75-year-old Palestinian detainee Mohammad Abu Tair

The Palestinian Prisoners’ Society (PPS), a Ramallah-based advocacy group, has condemned Israel's decision to transfer 75-year-old Palestinian detainee Mohammad Abu Tair to the underground "Rakevet" section of Ramla Prison, calling it a "slow-execution order" and part of a broader policy of mistreatment against Palestinian prisoners.

Abu Tair, a former member of the Palestinian Legislative Council from al-Quds, was arrested on November 19 during a raid on his home in Bethlehem in the occupied West Bank. His administrative detention, which is a practice allowing indefinite holding without charge or trial, was extended for four months just eight days later.

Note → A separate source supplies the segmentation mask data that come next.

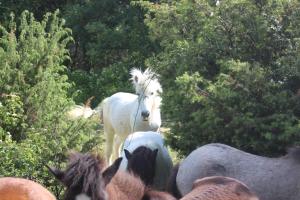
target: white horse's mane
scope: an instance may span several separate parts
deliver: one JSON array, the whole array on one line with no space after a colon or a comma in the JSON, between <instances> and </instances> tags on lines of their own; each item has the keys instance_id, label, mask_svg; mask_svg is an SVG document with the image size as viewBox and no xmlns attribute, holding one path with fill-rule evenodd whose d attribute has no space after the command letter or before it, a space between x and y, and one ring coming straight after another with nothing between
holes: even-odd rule
<instances>
[{"instance_id":1,"label":"white horse's mane","mask_svg":"<svg viewBox=\"0 0 300 200\"><path fill-rule=\"evenodd\" d=\"M150 68L147 68L144 72L140 69L133 68L130 71L131 78L133 85L135 86L135 90L138 91L145 91L155 89L158 93L162 93L162 87L158 82L158 74L153 72Z\"/></svg>"}]
</instances>

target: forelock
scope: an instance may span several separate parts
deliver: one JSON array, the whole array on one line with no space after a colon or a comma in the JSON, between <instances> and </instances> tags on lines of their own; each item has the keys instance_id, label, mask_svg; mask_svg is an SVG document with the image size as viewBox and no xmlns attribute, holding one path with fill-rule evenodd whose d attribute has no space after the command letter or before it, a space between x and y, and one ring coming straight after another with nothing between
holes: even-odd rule
<instances>
[{"instance_id":1,"label":"forelock","mask_svg":"<svg viewBox=\"0 0 300 200\"><path fill-rule=\"evenodd\" d=\"M133 68L130 71L132 83L135 86L137 92L144 92L148 93L153 90L156 92L161 93L162 87L158 82L158 75L153 72L150 68L147 68L144 72L137 68ZM137 82L136 82L137 78Z\"/></svg>"}]
</instances>

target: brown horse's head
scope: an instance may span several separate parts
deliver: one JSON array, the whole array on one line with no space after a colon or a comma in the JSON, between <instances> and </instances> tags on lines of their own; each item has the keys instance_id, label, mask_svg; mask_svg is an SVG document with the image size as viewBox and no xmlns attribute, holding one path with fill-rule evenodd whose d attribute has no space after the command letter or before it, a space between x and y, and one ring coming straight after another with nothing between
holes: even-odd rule
<instances>
[{"instance_id":1,"label":"brown horse's head","mask_svg":"<svg viewBox=\"0 0 300 200\"><path fill-rule=\"evenodd\" d=\"M74 200L84 194L91 200L106 200L105 187L119 169L122 158L104 169L104 162L92 154L72 153L66 170L49 168L51 173L66 186L65 200Z\"/></svg>"},{"instance_id":2,"label":"brown horse's head","mask_svg":"<svg viewBox=\"0 0 300 200\"><path fill-rule=\"evenodd\" d=\"M139 176L146 186L152 185L158 149L151 150L148 147L140 146L132 153L127 149L124 149L124 152L128 160L127 170Z\"/></svg>"}]
</instances>

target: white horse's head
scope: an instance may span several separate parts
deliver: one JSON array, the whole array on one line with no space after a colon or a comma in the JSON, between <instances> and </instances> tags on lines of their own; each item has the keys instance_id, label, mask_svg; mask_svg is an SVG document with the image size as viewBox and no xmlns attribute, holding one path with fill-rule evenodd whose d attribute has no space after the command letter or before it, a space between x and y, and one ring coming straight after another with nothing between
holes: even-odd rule
<instances>
[{"instance_id":1,"label":"white horse's head","mask_svg":"<svg viewBox=\"0 0 300 200\"><path fill-rule=\"evenodd\" d=\"M131 80L139 100L139 113L143 121L148 121L159 115L162 88L158 82L158 75L149 68L142 72L139 69L131 70ZM159 112L159 113L157 113ZM155 114L156 113L156 114Z\"/></svg>"}]
</instances>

He has spent over 44 years in Israeli prisons across multiple detentions, primarily under administrative orders, and suffers from chronic health issues, including diabetes, high blood pressure, and psoriasis, which the PPS says were exacerbated by past incarcerations.

Israel revoked his al-Quds residency and expelled him from the city years ago, along with other al-Quds-based lawmakers.

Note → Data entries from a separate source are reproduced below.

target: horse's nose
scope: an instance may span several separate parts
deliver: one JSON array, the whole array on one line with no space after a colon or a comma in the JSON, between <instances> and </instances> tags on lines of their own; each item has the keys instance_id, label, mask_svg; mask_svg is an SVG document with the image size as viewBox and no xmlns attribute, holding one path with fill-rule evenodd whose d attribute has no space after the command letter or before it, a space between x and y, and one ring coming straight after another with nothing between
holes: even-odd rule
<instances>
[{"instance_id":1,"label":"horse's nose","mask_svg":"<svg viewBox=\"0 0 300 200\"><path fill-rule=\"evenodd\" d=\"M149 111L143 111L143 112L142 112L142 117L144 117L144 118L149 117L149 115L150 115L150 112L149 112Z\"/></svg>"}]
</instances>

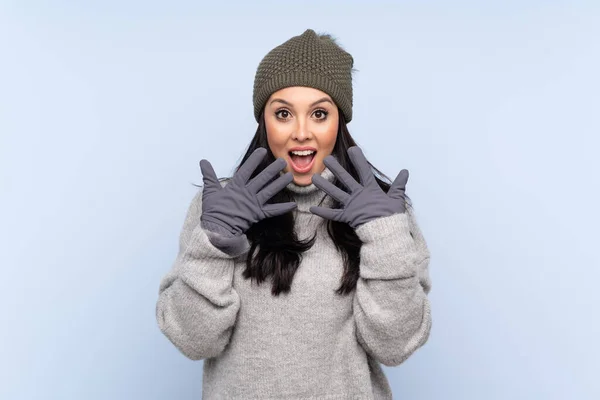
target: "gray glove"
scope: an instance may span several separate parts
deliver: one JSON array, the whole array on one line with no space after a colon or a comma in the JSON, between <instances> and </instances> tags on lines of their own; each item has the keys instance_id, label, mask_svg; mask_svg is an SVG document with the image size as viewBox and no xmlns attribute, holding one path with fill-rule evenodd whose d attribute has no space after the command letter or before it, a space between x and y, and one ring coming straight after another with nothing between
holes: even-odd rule
<instances>
[{"instance_id":1,"label":"gray glove","mask_svg":"<svg viewBox=\"0 0 600 400\"><path fill-rule=\"evenodd\" d=\"M212 165L207 160L200 161L204 181L202 228L223 236L241 236L252 224L285 214L297 206L294 202L265 204L294 179L288 172L264 187L287 165L283 158L272 162L248 182L266 154L267 149L256 149L225 187L219 183Z\"/></svg>"},{"instance_id":2,"label":"gray glove","mask_svg":"<svg viewBox=\"0 0 600 400\"><path fill-rule=\"evenodd\" d=\"M342 203L343 208L331 209L312 206L310 212L333 221L346 222L352 228L375 218L404 213L406 211L404 193L408 181L408 170L400 171L390 190L385 193L377 184L371 166L360 148L350 147L348 155L358 172L360 183L356 182L332 155L325 157L323 160L325 166L350 190L350 193L341 190L321 175L315 174L312 177L315 186Z\"/></svg>"}]
</instances>

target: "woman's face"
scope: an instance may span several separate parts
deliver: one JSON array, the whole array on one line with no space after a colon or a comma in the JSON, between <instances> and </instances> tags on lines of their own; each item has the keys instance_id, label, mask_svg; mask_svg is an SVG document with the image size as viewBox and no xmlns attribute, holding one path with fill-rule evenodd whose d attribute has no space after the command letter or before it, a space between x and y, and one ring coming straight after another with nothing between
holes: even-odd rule
<instances>
[{"instance_id":1,"label":"woman's face","mask_svg":"<svg viewBox=\"0 0 600 400\"><path fill-rule=\"evenodd\" d=\"M338 131L338 108L326 93L304 86L273 93L265 105L267 141L275 158L287 161L294 183L311 184L313 174L325 169Z\"/></svg>"}]
</instances>

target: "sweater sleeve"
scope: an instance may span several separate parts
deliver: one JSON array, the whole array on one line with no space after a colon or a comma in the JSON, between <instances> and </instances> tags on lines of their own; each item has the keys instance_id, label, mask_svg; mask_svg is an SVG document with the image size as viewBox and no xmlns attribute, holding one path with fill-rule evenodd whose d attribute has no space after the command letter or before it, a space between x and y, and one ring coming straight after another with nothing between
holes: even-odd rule
<instances>
[{"instance_id":1,"label":"sweater sleeve","mask_svg":"<svg viewBox=\"0 0 600 400\"><path fill-rule=\"evenodd\" d=\"M374 359L396 366L429 338L429 250L410 206L356 234L363 242L353 304L357 340Z\"/></svg>"},{"instance_id":2,"label":"sweater sleeve","mask_svg":"<svg viewBox=\"0 0 600 400\"><path fill-rule=\"evenodd\" d=\"M188 209L177 257L160 282L156 304L160 330L192 360L215 357L225 349L240 307L233 288L237 255L215 247L200 226L201 196L200 190ZM245 235L241 239L247 244Z\"/></svg>"}]
</instances>

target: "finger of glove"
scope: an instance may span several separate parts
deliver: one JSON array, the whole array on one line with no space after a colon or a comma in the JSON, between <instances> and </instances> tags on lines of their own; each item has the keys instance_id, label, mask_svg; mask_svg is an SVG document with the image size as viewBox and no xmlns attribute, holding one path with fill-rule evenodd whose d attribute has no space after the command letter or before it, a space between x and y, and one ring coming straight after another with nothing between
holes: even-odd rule
<instances>
[{"instance_id":1,"label":"finger of glove","mask_svg":"<svg viewBox=\"0 0 600 400\"><path fill-rule=\"evenodd\" d=\"M266 188L258 192L256 195L258 204L265 204L271 197L283 190L283 188L289 185L293 180L294 175L291 172L285 173L279 178L275 179Z\"/></svg>"},{"instance_id":2,"label":"finger of glove","mask_svg":"<svg viewBox=\"0 0 600 400\"><path fill-rule=\"evenodd\" d=\"M204 182L203 195L210 195L222 189L217 174L208 160L200 160L200 171Z\"/></svg>"},{"instance_id":3,"label":"finger of glove","mask_svg":"<svg viewBox=\"0 0 600 400\"><path fill-rule=\"evenodd\" d=\"M390 190L388 190L388 197L392 199L401 199L404 198L404 193L406 192L406 182L408 182L408 170L403 169L400 171L392 185L390 186Z\"/></svg>"},{"instance_id":4,"label":"finger of glove","mask_svg":"<svg viewBox=\"0 0 600 400\"><path fill-rule=\"evenodd\" d=\"M284 169L286 165L287 162L283 158L278 158L269 164L269 166L262 170L258 175L256 175L250 182L248 182L246 188L250 191L250 193L258 193L258 191L265 187L265 185L269 183L271 179L276 177L279 174L279 171Z\"/></svg>"},{"instance_id":5,"label":"finger of glove","mask_svg":"<svg viewBox=\"0 0 600 400\"><path fill-rule=\"evenodd\" d=\"M362 183L363 186L377 184L377 181L375 181L375 176L373 175L373 170L360 147L350 147L348 149L348 156L352 161L352 165L354 165L354 168L356 168L356 172L358 172L358 176L360 178L360 183Z\"/></svg>"},{"instance_id":6,"label":"finger of glove","mask_svg":"<svg viewBox=\"0 0 600 400\"><path fill-rule=\"evenodd\" d=\"M292 211L298 205L294 202L289 203L276 203L276 204L266 204L263 206L263 212L267 218L276 217L278 215L282 215Z\"/></svg>"},{"instance_id":7,"label":"finger of glove","mask_svg":"<svg viewBox=\"0 0 600 400\"><path fill-rule=\"evenodd\" d=\"M250 157L246 160L244 164L237 170L237 172L233 175L233 180L239 185L245 185L248 182L248 179L252 176L252 173L256 168L260 165L262 160L265 158L267 154L267 149L264 147L259 147L254 150Z\"/></svg>"},{"instance_id":8,"label":"finger of glove","mask_svg":"<svg viewBox=\"0 0 600 400\"><path fill-rule=\"evenodd\" d=\"M312 177L312 183L342 204L346 204L350 199L350 195L348 193L344 192L342 189L335 186L321 175L314 174Z\"/></svg>"},{"instance_id":9,"label":"finger of glove","mask_svg":"<svg viewBox=\"0 0 600 400\"><path fill-rule=\"evenodd\" d=\"M311 213L318 215L321 218L330 219L332 221L342 220L343 210L317 206L311 206L309 210Z\"/></svg>"},{"instance_id":10,"label":"finger of glove","mask_svg":"<svg viewBox=\"0 0 600 400\"><path fill-rule=\"evenodd\" d=\"M325 157L323 163L331 172L333 172L340 182L342 182L350 190L350 192L354 192L355 190L361 188L361 184L356 182L356 179L354 179L352 175L350 175L350 173L346 171L344 167L340 165L338 160L336 160L332 155Z\"/></svg>"}]
</instances>

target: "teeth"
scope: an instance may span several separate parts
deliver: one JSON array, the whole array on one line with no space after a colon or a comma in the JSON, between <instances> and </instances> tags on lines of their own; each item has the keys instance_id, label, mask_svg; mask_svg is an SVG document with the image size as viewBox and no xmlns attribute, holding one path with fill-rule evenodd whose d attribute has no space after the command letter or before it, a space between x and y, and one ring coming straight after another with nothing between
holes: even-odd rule
<instances>
[{"instance_id":1,"label":"teeth","mask_svg":"<svg viewBox=\"0 0 600 400\"><path fill-rule=\"evenodd\" d=\"M302 150L302 151L294 150L291 153L294 155L297 155L297 156L310 156L314 152L315 152L314 150Z\"/></svg>"}]
</instances>

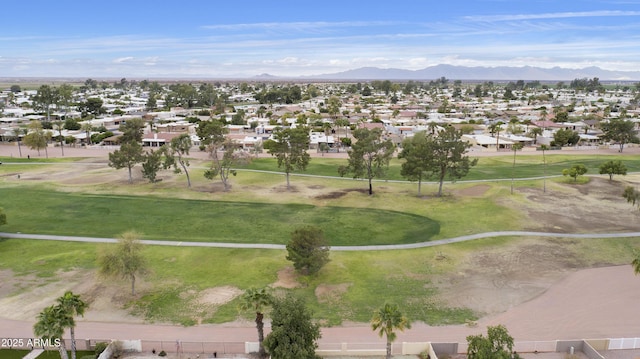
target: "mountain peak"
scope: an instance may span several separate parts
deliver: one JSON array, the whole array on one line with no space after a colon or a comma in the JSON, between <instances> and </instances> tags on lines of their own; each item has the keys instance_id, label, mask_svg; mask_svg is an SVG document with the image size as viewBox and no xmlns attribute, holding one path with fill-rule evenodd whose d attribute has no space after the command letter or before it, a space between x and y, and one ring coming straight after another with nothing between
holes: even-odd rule
<instances>
[{"instance_id":1,"label":"mountain peak","mask_svg":"<svg viewBox=\"0 0 640 359\"><path fill-rule=\"evenodd\" d=\"M567 81L584 77L597 77L604 81L633 81L640 80L640 71L611 71L595 66L568 69L557 66L553 68L534 66L468 67L440 64L421 70L361 67L331 74L305 76L305 78L327 80L434 80L441 77L470 81Z\"/></svg>"}]
</instances>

The PPS stated that Abu Tair suffers from chronic health conditions, many of which it says stem from decades of detention.

The group holds the Israeli regime  “fully responsible” for his life and safety.

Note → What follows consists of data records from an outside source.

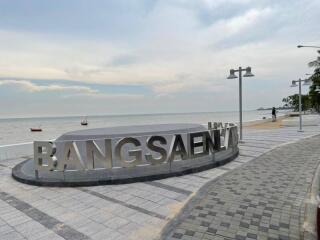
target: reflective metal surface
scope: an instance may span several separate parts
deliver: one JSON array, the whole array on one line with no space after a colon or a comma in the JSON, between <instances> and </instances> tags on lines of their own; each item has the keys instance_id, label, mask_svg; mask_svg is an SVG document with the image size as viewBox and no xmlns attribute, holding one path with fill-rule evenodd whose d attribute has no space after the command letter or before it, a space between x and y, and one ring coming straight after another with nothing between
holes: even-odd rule
<instances>
[{"instance_id":1,"label":"reflective metal surface","mask_svg":"<svg viewBox=\"0 0 320 240\"><path fill-rule=\"evenodd\" d=\"M25 171L40 182L114 181L202 169L238 153L234 124L208 123L208 127L175 134L34 142L33 167L28 165Z\"/></svg>"},{"instance_id":2,"label":"reflective metal surface","mask_svg":"<svg viewBox=\"0 0 320 240\"><path fill-rule=\"evenodd\" d=\"M115 147L115 157L121 161L122 167L135 167L142 162L142 151L140 148L136 148L128 151L129 157L134 157L134 159L125 159L122 157L121 149L125 144L133 144L135 147L140 147L141 143L136 138L123 138L118 141Z\"/></svg>"},{"instance_id":3,"label":"reflective metal surface","mask_svg":"<svg viewBox=\"0 0 320 240\"><path fill-rule=\"evenodd\" d=\"M149 137L147 140L147 147L154 152L157 152L160 154L159 157L153 157L151 153L147 153L145 155L146 160L152 164L157 165L165 162L167 160L167 151L165 148L155 145L155 142L159 142L161 145L166 145L167 140L162 136L152 136Z\"/></svg>"}]
</instances>

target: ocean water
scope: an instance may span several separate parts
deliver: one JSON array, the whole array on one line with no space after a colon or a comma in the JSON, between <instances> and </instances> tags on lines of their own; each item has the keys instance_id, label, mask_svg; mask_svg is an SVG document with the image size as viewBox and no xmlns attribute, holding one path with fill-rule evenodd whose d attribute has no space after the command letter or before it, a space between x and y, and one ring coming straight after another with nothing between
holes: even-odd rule
<instances>
[{"instance_id":1,"label":"ocean water","mask_svg":"<svg viewBox=\"0 0 320 240\"><path fill-rule=\"evenodd\" d=\"M282 115L285 112L279 112ZM65 132L101 128L111 126L143 125L157 123L199 123L238 122L239 113L208 112L208 113L178 113L178 114L140 114L140 115L110 115L88 116L88 126L81 126L82 117L48 117L48 118L10 118L0 119L0 146L17 143L51 140ZM253 121L270 118L271 111L244 111L243 121ZM42 132L31 132L30 128L41 127Z\"/></svg>"}]
</instances>

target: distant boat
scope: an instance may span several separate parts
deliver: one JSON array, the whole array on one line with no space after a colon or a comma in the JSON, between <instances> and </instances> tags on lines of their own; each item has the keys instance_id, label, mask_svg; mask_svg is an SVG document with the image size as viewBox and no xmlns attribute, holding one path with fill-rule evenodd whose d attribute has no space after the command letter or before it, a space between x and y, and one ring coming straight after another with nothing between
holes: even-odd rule
<instances>
[{"instance_id":1,"label":"distant boat","mask_svg":"<svg viewBox=\"0 0 320 240\"><path fill-rule=\"evenodd\" d=\"M31 132L42 132L41 128L30 128Z\"/></svg>"},{"instance_id":2,"label":"distant boat","mask_svg":"<svg viewBox=\"0 0 320 240\"><path fill-rule=\"evenodd\" d=\"M85 117L84 119L82 119L81 125L82 125L82 126L87 126L87 125L88 125L87 117Z\"/></svg>"}]
</instances>

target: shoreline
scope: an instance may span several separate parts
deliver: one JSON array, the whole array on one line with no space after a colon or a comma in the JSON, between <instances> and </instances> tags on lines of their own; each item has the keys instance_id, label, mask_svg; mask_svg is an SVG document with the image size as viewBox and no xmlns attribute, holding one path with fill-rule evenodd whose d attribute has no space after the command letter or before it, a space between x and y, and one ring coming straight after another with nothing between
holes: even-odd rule
<instances>
[{"instance_id":1,"label":"shoreline","mask_svg":"<svg viewBox=\"0 0 320 240\"><path fill-rule=\"evenodd\" d=\"M243 126L249 129L281 128L283 127L282 121L287 118L290 118L289 114L277 117L277 120L275 122L272 122L272 118L268 118L268 119L263 119L261 121L258 120L258 121L252 121L249 123L247 122Z\"/></svg>"},{"instance_id":2,"label":"shoreline","mask_svg":"<svg viewBox=\"0 0 320 240\"><path fill-rule=\"evenodd\" d=\"M277 122L280 120L282 121L283 119L289 118L290 115L289 114L285 114L285 115L281 115L277 118ZM227 121L226 121L227 122ZM277 123L276 122L276 123ZM223 122L225 123L225 122ZM267 118L267 119L256 119L256 120L249 120L246 122L243 122L243 127L244 128L263 128L263 127L267 127L269 124L273 123L271 118ZM239 124L238 122L235 122L235 124ZM203 123L203 126L207 127L207 123ZM50 141L54 141L55 139L50 139ZM4 145L0 145L0 149L1 148L6 148L6 147L18 147L18 146L23 146L23 145L29 145L29 144L33 144L32 142L22 142L22 143L12 143L12 144L4 144Z\"/></svg>"},{"instance_id":3,"label":"shoreline","mask_svg":"<svg viewBox=\"0 0 320 240\"><path fill-rule=\"evenodd\" d=\"M88 125L81 126L80 122L83 118L32 118L32 119L16 119L16 120L0 120L3 131L1 131L0 146L14 146L15 144L24 145L34 140L46 141L55 139L62 134L70 131L78 131L81 129L104 128L128 125L146 125L146 124L174 124L174 123L197 123L207 125L207 122L231 122L237 123L239 120L239 112L208 112L208 113L178 113L178 114L160 114L160 115L131 115L110 116L110 117L89 117ZM279 115L286 114L280 112ZM129 116L129 115L128 115ZM270 112L262 111L244 111L243 122L252 124L256 121L263 121L263 118L269 118ZM267 120L267 119L266 119ZM30 132L30 128L42 128L42 132Z\"/></svg>"},{"instance_id":4,"label":"shoreline","mask_svg":"<svg viewBox=\"0 0 320 240\"><path fill-rule=\"evenodd\" d=\"M268 111L269 110L258 110L258 109L252 109L252 110L243 110L243 112L254 112L254 111ZM284 110L281 110L284 111ZM21 120L21 119L61 119L61 118L82 118L83 116L90 117L127 117L127 116L150 116L150 115L188 115L188 114L210 114L210 113L232 113L232 112L238 112L238 110L229 110L229 111L204 111L204 112L159 112L159 113L119 113L119 114L82 114L82 115L49 115L49 116L27 116L27 117L21 117L21 116L8 116L0 118L0 121L5 120Z\"/></svg>"}]
</instances>

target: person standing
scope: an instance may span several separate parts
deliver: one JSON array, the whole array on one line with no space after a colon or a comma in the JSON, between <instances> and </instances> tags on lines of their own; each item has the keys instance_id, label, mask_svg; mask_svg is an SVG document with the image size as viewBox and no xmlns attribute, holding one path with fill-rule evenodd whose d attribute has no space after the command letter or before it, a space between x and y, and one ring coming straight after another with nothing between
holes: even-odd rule
<instances>
[{"instance_id":1,"label":"person standing","mask_svg":"<svg viewBox=\"0 0 320 240\"><path fill-rule=\"evenodd\" d=\"M272 122L275 122L275 121L277 121L277 115L276 115L276 108L275 107L273 107L272 108Z\"/></svg>"}]
</instances>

The “Rakevet” section, an underground facility in Ramla Prison, was reopened after October 2023 and has primarily housed detainees from Gaza.

Former detainees and lawyers who visited the section have reported severe abuse and dire conditions there, according to the PPS.

The organization said Abu Tair is the first known West Bank detainee to be placed in the reopened underground unit.

The PPS noted that since the start of the genocide, the occupation decided to reopen the underground “Rakevet” section, which has "become a symbol of terror, torture, and slow killing against detainees from Gaza" with unprecedented atrocities documented by lawyers during visits to detainees.

The PPS pointed out that no case had previously been documented of a detainee from the West Bank being held in this section since it was reopened after the genocide.

As of November 2025, Israel held 3,368 Palestinians in administrative detention, including several former lawmakers, the PPS reported. Nine former Palestinian parliament members are currently imprisoned.